Don't Worry! Be Happy!

Every day, I grow more and more concerned. And you should, too.

Many Latter-day Saints forget, conveniently ignore or are tranquilized to the fact that we live in the last days preceding Christ's second coming.

It's easy to discount all that "future negative stuff" when the economy seems to be doing fine. My real estate friends say that sales are doing well, unemployment is (reportedly -- cough cough) hovering around 5% and the inflation rate is low.

So why worry, RIGHT?!

I imagine circumstances weren't much different around 600BC Judaea. I mean, back then, Lehi and his family had a house, gold, silver and precious things (1 Nephi 2:4,11). Geopolitically, it was probably commonplace that people didn't believe that Jerusalem could be destroyed according to the words of the prophets (1 Nephi 1:19-20). No wonder Laman and Lemuel thought their dad was crazy; everything was fine!

Yet we know that on 2 Adar (March 16) 597 BC, Nebuchadnezzar conquered Jerusalem and took the king (Jehoiachin) prisoner. He installed in his place a new king (Zedekiah) of his own choice. Nebuchadnezzar pillaged the city and its Temple. Jehoiachin, his court, other prominent citizens, craftsmen, and much of the Jewish population of Judah were deported to Babylon. Biblical texts report that the treasures and furnishings of the Temple, including golden vessels dedicated by King Solomon, were also taken to Babylon. (2 Kings 24:13–14)

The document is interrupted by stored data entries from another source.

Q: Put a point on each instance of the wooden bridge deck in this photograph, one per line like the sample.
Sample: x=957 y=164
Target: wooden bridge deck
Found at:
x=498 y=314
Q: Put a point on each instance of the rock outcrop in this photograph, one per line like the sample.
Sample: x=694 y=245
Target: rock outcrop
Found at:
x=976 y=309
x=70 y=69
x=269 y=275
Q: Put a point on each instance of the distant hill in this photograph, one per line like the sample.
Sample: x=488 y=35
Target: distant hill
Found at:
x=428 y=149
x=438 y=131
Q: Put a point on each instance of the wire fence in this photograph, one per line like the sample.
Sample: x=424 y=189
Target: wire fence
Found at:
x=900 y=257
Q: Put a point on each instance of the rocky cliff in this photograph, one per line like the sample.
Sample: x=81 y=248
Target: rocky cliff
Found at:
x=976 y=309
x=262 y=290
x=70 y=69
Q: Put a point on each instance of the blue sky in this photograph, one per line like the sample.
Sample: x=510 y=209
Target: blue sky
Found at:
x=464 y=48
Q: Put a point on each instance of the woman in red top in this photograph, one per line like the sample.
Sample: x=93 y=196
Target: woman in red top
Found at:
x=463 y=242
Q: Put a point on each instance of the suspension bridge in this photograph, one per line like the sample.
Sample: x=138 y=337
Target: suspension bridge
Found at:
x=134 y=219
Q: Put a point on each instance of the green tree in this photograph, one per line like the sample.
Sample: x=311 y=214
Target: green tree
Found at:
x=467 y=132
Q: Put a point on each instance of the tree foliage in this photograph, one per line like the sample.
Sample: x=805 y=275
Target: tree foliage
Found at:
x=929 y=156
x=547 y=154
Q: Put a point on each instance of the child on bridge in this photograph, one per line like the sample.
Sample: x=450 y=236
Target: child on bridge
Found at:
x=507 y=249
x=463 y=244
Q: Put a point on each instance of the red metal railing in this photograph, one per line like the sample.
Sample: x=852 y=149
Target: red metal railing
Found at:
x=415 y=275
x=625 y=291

In warning Israel of its impending doom, Isaiah described a nation that:
  • Had forsaken the Lord and whose children were corrupters (Isaiah 1:4)
  • Had political leaders who were rebellious and companions of thieves (Isaiah 1:23)
  • Called evil good, and good evil; that put darkness for light, and light for darkness (Isaiah 5:20)
  • Justified the wicked for reward, and took away the righteousness of the righteous (Isaiah 5:23)
  • Decreed unrighteous decrees (Isaiah 10:1)
  • Was a hypocritical nation (Isaiah 10:6)
Are these characteristics not evident today? If the Book of Mormon was "written for our day" as of 1986 (President Ezra Taft Benson, October 1986 General Conference), how much more applicable is it to us today?

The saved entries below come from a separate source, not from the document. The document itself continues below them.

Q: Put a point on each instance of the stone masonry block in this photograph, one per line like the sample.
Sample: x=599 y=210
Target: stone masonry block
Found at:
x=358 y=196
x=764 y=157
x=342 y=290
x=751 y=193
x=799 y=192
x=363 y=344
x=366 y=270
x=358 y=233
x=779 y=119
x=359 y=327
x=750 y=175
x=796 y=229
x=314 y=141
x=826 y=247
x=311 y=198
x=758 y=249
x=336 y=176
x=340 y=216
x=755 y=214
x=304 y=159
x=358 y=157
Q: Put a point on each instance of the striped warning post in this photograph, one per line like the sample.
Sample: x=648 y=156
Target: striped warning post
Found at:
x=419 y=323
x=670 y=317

On the surface, by what the government and mass media tells us, our economy is just chugging along and doing just fine. Yet underneath lies a lot of facts neither dares to mention: that our country is economically insolvent, and "the inevitable collapse could usher in an economic catastrophe dwarfing the Great Depression."

A Preview of Coming Events

When will it hit? Who knows. We don't know when any of the last days calamities and troubles will fall upon any of us, personally or collectively. We have no guarantees that we'll be spared from personally witnessing these destructions.
"But we do say there is no promise of safety and no promise of security except for those who love the Lord and who are seeking to do all that he commands.
It may be, for instance, that nothing except the power of faith and the authority of the priesthood can save individuals and congregations from the atomic holocausts that surely shall be." (Elder Bruce R. McConkie, "Stand Independent above All Other Creatures", April 1979 General Conference)
These "atomic holocausts" may be what Isaiah is referring to as part of a twofold calamity: "famine, and the sword" (Isaiah 51:19; also see Isaiah 5:13). Indeed, "For by fire and by his sword will the Lord plead with all flesh: and the slain of the Lord shall be many." (Isaiah 66:16) Combined with the fact that "the stars of heaven and the constellations thereof shall not give their light: the sun shall be darkened in his going forth, and the moon shall not cause her light to shine" (Isaiah 13:10), it's no wonder the Lord said that He "will make a man more precious than fine gold" (Isaiah 13:12).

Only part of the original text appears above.